By Professor Louis Watanabe

 

 

The words rang out: "The people of Texas are informed that in accordance with a Proclamation from the Executive of the United States, all slaves are free." And such, on June 19, 1865, two and a half years after President Abraham Lincoln issued the Emancipation Proclamation, the chains of 250 years of American slavery, of blood and brutality, began to break. It took an entire regiment to enforce Lincoln’s Proclamation because local law enforcement, backed by powerful land – and slave – owners, murdered the messengers who repeatedly tried to deliver the news.

 

Juneteenth is now a Texas state holiday celebrated on June 19. The name came about because the affected people, slaves, were denied the tools of literacy and used an oral tradition. And while Lincoln might applaud the election of a Black president 145 years after his Proclamation, he might weep at the emotional and economic bondage that continues to enchain our nation.

 

There isn’t a day that passes without a reminder of the racism affecting my own heritage. My father’s family farmed along the Green River and sold vegetables at Pike Place Market until they were sent to an internment camp during World War II. On February 19, 1942, President Franklin D. Roosevelt signed Executive Order 9066. By June, more than 110,000 Japanese-American citizens were relocated to internment camps built and operated by the U.S. military. They would survive under the glare of barrel and bayonet.

 

My family’s story is the story of so many families in our region: a story of hard work and courage, of continuing struggle for equality. Many families in today’s Seattle likewise found themselves behind barbed wire, enslaved or indentured. But whether we came in chains or by choice, in freedom or in fear, we live today in pursuit of the American Dream. That Dream continues to be denied to far too many among us.

 

Tragically, it seems changing culture remains difficult. As we have witnessed from the wretched defense of the use of a racial slur for the name of Washington D.C.’s professional football team, too many in our society continue to justify such a “tradition”, to glory in the subjugation of an entire race. In a show of courage, the Seattle Times Sports Editor Don Shelton banned the use of the team name.
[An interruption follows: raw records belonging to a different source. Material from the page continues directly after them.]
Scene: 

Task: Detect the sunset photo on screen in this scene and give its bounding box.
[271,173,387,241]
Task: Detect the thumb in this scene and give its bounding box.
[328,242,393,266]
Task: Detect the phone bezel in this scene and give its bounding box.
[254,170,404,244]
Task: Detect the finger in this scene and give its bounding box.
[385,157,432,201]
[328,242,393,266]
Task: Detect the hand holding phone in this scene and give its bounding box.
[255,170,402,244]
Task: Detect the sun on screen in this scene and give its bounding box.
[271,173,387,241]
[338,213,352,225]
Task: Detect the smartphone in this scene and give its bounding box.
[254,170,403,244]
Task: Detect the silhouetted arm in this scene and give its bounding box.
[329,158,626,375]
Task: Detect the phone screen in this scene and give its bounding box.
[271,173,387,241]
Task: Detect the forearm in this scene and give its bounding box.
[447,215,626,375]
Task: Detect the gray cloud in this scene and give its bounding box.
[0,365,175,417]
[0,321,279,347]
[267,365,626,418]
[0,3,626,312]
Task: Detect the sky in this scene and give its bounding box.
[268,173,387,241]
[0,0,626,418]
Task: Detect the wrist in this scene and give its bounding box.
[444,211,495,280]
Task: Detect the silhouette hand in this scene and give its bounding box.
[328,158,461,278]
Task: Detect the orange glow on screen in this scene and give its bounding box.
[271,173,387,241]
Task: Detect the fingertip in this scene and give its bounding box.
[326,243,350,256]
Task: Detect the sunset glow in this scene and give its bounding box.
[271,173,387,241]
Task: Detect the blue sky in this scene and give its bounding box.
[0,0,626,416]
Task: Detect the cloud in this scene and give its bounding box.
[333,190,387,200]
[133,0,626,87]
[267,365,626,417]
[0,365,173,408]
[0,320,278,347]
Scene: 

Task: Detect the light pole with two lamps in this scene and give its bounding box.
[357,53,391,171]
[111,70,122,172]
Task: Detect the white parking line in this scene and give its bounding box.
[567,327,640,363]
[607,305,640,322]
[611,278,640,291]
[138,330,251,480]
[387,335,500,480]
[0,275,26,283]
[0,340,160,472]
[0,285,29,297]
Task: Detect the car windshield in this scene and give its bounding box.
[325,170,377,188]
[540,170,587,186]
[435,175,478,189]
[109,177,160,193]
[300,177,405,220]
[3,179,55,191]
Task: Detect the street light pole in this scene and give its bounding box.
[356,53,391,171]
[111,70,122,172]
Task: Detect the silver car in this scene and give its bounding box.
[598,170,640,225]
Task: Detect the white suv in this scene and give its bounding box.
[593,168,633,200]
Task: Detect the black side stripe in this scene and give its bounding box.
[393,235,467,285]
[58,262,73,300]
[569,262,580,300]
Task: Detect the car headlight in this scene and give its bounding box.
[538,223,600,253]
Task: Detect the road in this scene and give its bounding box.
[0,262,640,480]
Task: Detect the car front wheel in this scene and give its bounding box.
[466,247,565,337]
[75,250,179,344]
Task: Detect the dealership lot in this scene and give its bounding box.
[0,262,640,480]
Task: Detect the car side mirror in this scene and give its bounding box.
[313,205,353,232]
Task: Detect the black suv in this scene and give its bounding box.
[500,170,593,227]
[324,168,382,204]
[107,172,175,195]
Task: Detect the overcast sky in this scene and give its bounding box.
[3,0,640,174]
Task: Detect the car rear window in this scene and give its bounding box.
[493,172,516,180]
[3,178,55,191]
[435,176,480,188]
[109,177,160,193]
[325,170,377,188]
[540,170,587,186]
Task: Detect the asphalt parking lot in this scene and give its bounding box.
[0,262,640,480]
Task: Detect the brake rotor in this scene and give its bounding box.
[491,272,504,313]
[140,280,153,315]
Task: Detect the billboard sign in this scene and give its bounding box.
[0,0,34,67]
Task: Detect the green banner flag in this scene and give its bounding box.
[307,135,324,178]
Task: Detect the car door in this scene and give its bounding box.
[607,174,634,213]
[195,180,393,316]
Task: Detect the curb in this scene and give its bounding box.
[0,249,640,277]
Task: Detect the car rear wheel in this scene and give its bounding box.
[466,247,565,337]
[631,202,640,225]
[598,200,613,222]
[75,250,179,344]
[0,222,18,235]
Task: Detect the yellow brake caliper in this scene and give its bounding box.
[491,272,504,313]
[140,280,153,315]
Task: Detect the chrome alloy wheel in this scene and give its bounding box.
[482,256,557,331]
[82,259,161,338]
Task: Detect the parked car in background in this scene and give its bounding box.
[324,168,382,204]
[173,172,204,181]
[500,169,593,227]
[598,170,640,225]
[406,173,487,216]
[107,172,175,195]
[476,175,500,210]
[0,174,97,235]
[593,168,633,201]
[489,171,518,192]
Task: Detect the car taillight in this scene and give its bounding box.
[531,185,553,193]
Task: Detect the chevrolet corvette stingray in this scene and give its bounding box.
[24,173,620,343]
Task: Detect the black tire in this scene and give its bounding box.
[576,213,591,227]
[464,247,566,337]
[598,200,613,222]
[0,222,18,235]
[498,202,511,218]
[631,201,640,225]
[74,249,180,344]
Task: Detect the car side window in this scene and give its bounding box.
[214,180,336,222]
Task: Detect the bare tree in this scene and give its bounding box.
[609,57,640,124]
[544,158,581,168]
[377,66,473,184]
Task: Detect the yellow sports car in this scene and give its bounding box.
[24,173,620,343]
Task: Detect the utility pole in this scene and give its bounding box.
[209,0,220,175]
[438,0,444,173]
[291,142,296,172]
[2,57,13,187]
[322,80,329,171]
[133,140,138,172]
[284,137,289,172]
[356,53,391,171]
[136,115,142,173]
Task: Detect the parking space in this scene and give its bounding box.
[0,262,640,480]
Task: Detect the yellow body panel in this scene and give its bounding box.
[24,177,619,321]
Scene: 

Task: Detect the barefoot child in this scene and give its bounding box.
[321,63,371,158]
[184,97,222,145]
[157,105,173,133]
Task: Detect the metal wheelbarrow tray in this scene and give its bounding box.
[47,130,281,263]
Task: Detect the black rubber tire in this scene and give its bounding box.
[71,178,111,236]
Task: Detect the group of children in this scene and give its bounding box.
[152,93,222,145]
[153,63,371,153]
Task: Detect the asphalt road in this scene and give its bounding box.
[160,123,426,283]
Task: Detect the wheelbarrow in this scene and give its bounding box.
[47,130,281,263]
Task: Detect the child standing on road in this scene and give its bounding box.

The fallout makes me weep. Thousands of residents of Seattle and King County continue to defend discrimination, to rationalize racism.

 

As a professor, I believe in the enlightenment of education and the humility found in history.

 

June 12, 1755, Lieutenant Governor Spencer Phips of Massachusetts Bay colony offered a bounty of £40 for the scalp of a Native American male, and £20 for scalps of females or of children under 12 years old. Trappers would bring in Indian scalps along with the animal skins they had trapped or shot selling them at trading posts and government offices. Some in the community found “scalp” offensive, and trappers started using the term "redskin"; they would sell their beaver skins, their bear skins, their "redskins."

 

Telling the true, bloody and painful story of our past is important for us all to improve the future. It is through the oral tradition that we honor the emotion, the brutality, the gut-wrenching savagery of the worst of our culture. And it is why Juneteenth offers all Americans the chance to break from bondage, regardless of their ethnicity, race or culture.

 

And we take hope. This past legislative session, the Respecting Holidays of Faith and Conscience Act bill passed. Bill sponsor Sen. Bob Hasegawa introduced SB 5173, which allows public employees and students of public schools, colleges and universities to celebrate two holidays of their faith or their conscience. SB 5173 passed unanimously in the Senate. But a full one-third of the State House of Representatives voted to deny people of faith or conscience these holidays. But when I wonder why, I am reminded that millions of Americans, perhaps a majority, are simply unaware of our own sad history of denying freedoms and rights to others not like themselves.

 

For those who find their conscience calls upon them to celebrate Juneteenth, to celebrate the day that a Racial Slur Football Team is denied its trademark, to celebrate the end of internment or release from a Concentration Camp, let us all celebrate in this shared freedom.

 If Texas can make Juneteenth a holiday, so can we. Let's celebrate that.